Following weeks of mounting public anger and the threat of nationwide road blockages by the haulage industry, the Irish government has officially pulled the trigger on a major fuel tax intervention. In a high-stakes Cabinet meeting held this morning, Tuesday, March 24, 2026, ministers agreed to a significant reduction in excise duty that will see the price of a litre of diesel drop by 22 cents and petrol by 17 cents.
The Numbers and the Timeline
The tax cuts are set to take effect from midnight tonight. For the average motorist, this means a saving of approximately €11 to €13 on a full tank of fuel. However, there is a catch: the government has currently only guaranteed these lower rates for a two-month period. Taoiseach Micheál Martin explained that the short duration is due to the “extreme volatility” of the global oil market, which has seen Brent Crude surge past $115 per barrel following the escalating US-Israel conflict in Iran.
Support for the Transport Sector
Recognizing that the haulage and transport sectors are the “backbone” of the Irish supply chain, the government has also moved to enhance the Diesel Rebate Scheme (DRS). For licensed hauliers and bus operators, the rebate will be increased temporarily, providing an additional layer of protection against insolvency. This move successfully averted a series of planned protests that were scheduled to begin at the Port of Dublin tomorrow morning.

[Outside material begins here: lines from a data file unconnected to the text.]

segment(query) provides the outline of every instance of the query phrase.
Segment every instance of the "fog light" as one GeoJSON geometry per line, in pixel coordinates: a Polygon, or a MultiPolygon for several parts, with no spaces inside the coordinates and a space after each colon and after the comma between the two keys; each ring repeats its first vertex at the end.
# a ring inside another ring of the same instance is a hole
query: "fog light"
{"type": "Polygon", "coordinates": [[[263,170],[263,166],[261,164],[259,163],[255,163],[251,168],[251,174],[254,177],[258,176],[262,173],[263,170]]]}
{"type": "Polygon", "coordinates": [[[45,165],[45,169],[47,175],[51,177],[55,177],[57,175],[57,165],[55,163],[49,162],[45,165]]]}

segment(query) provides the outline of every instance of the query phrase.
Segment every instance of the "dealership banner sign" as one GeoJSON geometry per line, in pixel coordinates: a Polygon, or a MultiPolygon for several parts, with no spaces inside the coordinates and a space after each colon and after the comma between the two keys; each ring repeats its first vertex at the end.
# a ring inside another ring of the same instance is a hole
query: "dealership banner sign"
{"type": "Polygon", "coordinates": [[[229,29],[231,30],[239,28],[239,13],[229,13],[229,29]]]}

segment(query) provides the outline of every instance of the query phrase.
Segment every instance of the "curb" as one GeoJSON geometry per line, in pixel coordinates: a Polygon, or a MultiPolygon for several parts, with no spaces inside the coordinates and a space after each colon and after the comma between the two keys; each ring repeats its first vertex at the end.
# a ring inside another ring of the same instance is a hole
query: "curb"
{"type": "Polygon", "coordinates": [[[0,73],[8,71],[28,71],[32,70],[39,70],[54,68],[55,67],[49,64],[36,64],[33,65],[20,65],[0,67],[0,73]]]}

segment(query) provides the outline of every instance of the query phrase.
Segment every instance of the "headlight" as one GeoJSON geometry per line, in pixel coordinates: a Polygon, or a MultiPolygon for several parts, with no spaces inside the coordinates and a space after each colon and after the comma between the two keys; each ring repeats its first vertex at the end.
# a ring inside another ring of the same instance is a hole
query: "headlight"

The Internal Political Battle
The announcement comes after days of intense “tug-of-war” within the coalition. It is understood that Fine Gael and Fianna Fáil pushed for a larger, universal cut, while the Green Party expressed concerns about the environmental impact. As a compromise, the government has agreed to maintain the planned Carbon Tax increase scheduled for May 1st, despite heavy criticism from the opposition. Green Party leader Eamon Ryan defended this by stating that the revenue from the carbon tax is essential for funding retrofitting grants and protecting the most vulnerable from “energy poverty.”
Opposition Reaction
“A Sticky Plaster on a Gaping Wound” The relief package has not silenced the government’s critics. Sinn Féin’s Pearse Doherty was quick to label the measure as “insufficient,” noting that it fails to address the soaring cost of home heating oil, which is not covered by this specific excise cut. With thousands of families still relying on kerosene to heat their homes during a colder-than-average March, the opposition is demanding a total removal of VAT on energy bills for the remainder of the year.
Consumer Warning
Tánaiste Simon Harris has issued a stern warning to fuel retailers, stating that the government will be “watching like a hawk” to ensure these tax cuts are passed on to consumers immediately. “There is no excuse for a delay,” Harris said. “This is public money being returned to the pockets of the people, and it must reflect at the pump by Wednesday morning.”
As Ireland navigates this unprecedented energy shock, today’s move marks the largest single-day intervention in the fuel market in the history of the state. Whether two months will be enough to weather the storm remains the €2.20 question.